W końcu coś zbudowałem. A jest to
A/SF-01 B-wing
Myśliwiec dało się dostrzec w szóstym epizodzie popularnej sagi- Powrocie Jedi- podczas ataku na Drugą Gwiazdę Śmierci. W samej bitwie odegrał niemałą rolę.
Miało się zacząć od samego Microfightera, na pewien konkurs na grupie na FB, ale jak zwykle to mi nie wystarczyło. Więc zbudowałem płytę hangaru. A jak płytę, to jeszcze ścianę. A jak ścianę, to i dźwig. a jak dźwig, to jeszcze trochę różnego syfu i tak oto powstała moja diorama.
Inspiracją dla pracy były lokacje z gry Star Wars Battlefront oraz parę zdjęć z Google grafiki.
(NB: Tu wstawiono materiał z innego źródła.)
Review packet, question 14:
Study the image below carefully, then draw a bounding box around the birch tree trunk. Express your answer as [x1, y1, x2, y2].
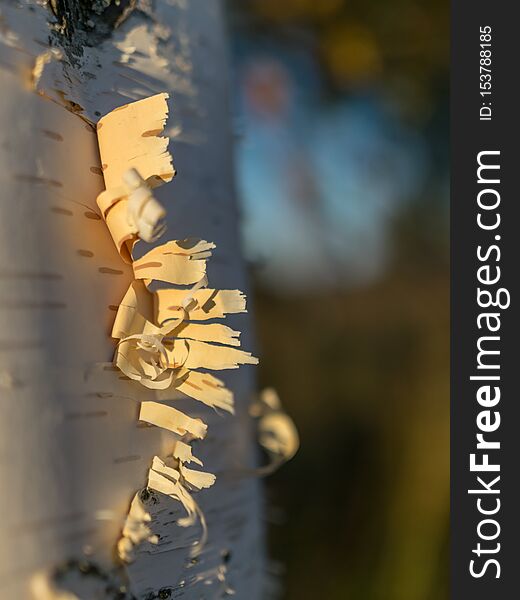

Mam nadzieję, że jako-tako udało mi się uchwycić klimat hangarów rebelianckich
Wszystkie elementy dioramy, poza uroczą żółtą skrzyneczką, którą pożyczyłem od 75094, zostały zbudowane przeze mnie.
O modelu
Złośliwa administracja grupy zamieściła w regulaminie parę punktów, które jawnie miały mnie urazić:
Kod: Zaznacz cały
model musi być zbudowany w wersji microfighter czyli z wykorzystaniem maksymalnie 120 oryginalnych klocków LEGO oraz winien zawierać odpowiednie miejsce na minifigurkę (jak to jest w serii LEGO Star Wars Microfighters)
Kod: Zaznacz cały
model powinien być stabilny i nie rozsypywać się w dłoni.
Mój B-wing ma aż 130 elementów (dzięki Martini26 za dopuszczenie pracy do konkursu), a do tego środkowe skrzydło trzyma się na barze z clipem- może to rozwiązanie nie zapewnia mu sztywności, ale do tej pory ani razu się nie rozleciało.
Ma to jednak jedną istotną zaletę- mocowanie skrzydła jest niemalże niewidoczne.
Mimo powyżej wspomnianego mankamentu, korpus jest oparty na dwóch liftarmach 3x3, co zapewnia mu sporą wytrzymałość.
Funkcje
Jako, że mój B-wing jest stylizowany na serię Microfighters, postanowiłem obdarzyć go paroma funkcjami.
Boczne skrzydła posiadają ruchomość w zakresie 90 stopni, tak jak to było w filmie.
Kokpit jest w stanie obrócić się o 360 stopni.
Na ruchomych skrzydłach umieściłem Flick Fire Missiles.
Po głębszym zastanowieniu, model ma funkcje porównywalne do 75050, z tą różnicą, że oficjalny zestaw posiada ruchomą owiewkę, której w ogóle nie powinno się spodziewać w serii Microfighters.
I tyle o konstrukcji.
Zdjęcia są delikatnie podrasowane- pozwoliłem sobie na pobrudzenie niektórych powierzchni, co było efektem ubocznym poprawiania oświetlenia.
I tyle o całej pracy.
Dzięki wszystkim, którzy dotrwali do końca. A jak już tu doszliście, to obowiązkowo zostawcie komentarz- Wasze opinie są bardzo cenne.